On listening to students
“I made the request to the staff before I got here that the first group I'd like to meet with is students. And they pulled together a meeting very quickly of our student government leaders. There were probably about 25. We met on the Meramec campus. I only had to ask a couple of questions and just stand back and listen to all of their ideas -- just incredibly bright students, wanting to make a difference in St. Louis. Certainly wanting to make a difference in their own lives in regards to jobs and careers and better income and all those things. But I was impressed by them in regards to what they wanted to do to step up and help this community and be a part of it. So that was really an incredible moment for me and I can't even express in words the motivation that's given me to do the best job that I can while I'm here.”
On efforts of adjunct faculty to unionize
“It's their right to do that. We have had adjunct faculty that came forward at the last couple of board meetings and have expressed their interest to organize. So we are in the process of developing board policy for that that will be on a future agenda and that will provide adjunct faculty the opportunity to move forward and organize if that's what they desire to do. That's really ultimately their decision, but we're going to create the means for them to do so.”
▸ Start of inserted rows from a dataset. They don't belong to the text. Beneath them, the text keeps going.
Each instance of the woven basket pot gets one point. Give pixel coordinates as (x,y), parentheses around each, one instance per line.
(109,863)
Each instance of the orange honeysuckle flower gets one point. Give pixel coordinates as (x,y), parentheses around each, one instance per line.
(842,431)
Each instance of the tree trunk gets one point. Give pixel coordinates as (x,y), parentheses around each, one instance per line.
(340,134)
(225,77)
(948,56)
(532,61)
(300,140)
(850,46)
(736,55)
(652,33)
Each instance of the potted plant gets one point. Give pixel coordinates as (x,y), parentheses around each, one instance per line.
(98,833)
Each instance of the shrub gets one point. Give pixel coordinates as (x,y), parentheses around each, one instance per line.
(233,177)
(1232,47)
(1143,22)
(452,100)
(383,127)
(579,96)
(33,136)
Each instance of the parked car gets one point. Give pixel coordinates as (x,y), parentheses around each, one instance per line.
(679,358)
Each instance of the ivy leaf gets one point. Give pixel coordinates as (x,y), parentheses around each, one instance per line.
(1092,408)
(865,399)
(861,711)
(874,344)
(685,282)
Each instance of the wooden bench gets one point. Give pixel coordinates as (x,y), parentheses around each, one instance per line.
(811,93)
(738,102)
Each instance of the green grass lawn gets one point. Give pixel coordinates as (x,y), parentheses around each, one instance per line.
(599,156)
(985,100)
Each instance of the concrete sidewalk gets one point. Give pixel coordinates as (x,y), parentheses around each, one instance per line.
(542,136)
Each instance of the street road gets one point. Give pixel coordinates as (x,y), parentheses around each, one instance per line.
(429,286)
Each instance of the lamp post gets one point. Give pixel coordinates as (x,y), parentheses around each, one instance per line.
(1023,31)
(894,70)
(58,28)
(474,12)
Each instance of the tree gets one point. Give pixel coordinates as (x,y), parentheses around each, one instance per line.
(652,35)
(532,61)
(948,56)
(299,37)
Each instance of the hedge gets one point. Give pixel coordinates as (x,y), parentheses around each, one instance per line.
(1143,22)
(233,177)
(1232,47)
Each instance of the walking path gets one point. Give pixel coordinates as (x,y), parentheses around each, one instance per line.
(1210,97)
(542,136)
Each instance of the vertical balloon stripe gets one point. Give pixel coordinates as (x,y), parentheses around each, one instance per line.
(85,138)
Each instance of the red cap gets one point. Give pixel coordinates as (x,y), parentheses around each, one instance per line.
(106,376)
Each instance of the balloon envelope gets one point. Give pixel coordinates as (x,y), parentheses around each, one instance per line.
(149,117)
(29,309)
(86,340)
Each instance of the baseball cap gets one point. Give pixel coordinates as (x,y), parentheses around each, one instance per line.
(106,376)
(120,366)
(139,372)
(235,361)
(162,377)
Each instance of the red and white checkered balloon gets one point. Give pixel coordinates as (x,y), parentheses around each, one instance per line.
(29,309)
On why everybody should go to college
“Everyone needs to go to college. I know a lot of people may disagree with that statement, and there may be people that think, well, college isn't for everyone. I think of my experience with my own children. Yes, they all went to college. My oldest son in particular wasn't really big on school, but we continued to work with him. He began to see the opportunities in front of him without going to college versus going to college. And he finally enrolled. He graduated. We're very proud of him, and now he is teaching in college. So we laugh at him when we see him now. He's a perfect example of someone who wasn't really all that interested in school in general. Now, he is so committed to his profession and higher education that he's teaching as a part-time adjunct faculty member at a university in Indiana.”
On the controversy that led to his predecessor's departure
"We have completely reorganized our public safety department. Our campuses are very safe. We have an incredible executive director of public safety that has brought great planning and efforts and staff to our police force and to our campus security efforts. We are on top of things on a daily basis in regards to whatever incidents may happen. We communicate that rapidly to internal and external stakeholders to make sure we're creating a safe environment for all involved. So that's something that our board of trustees has placed a great deal of emphasis on prior to my arrival here and certainly since I've been here."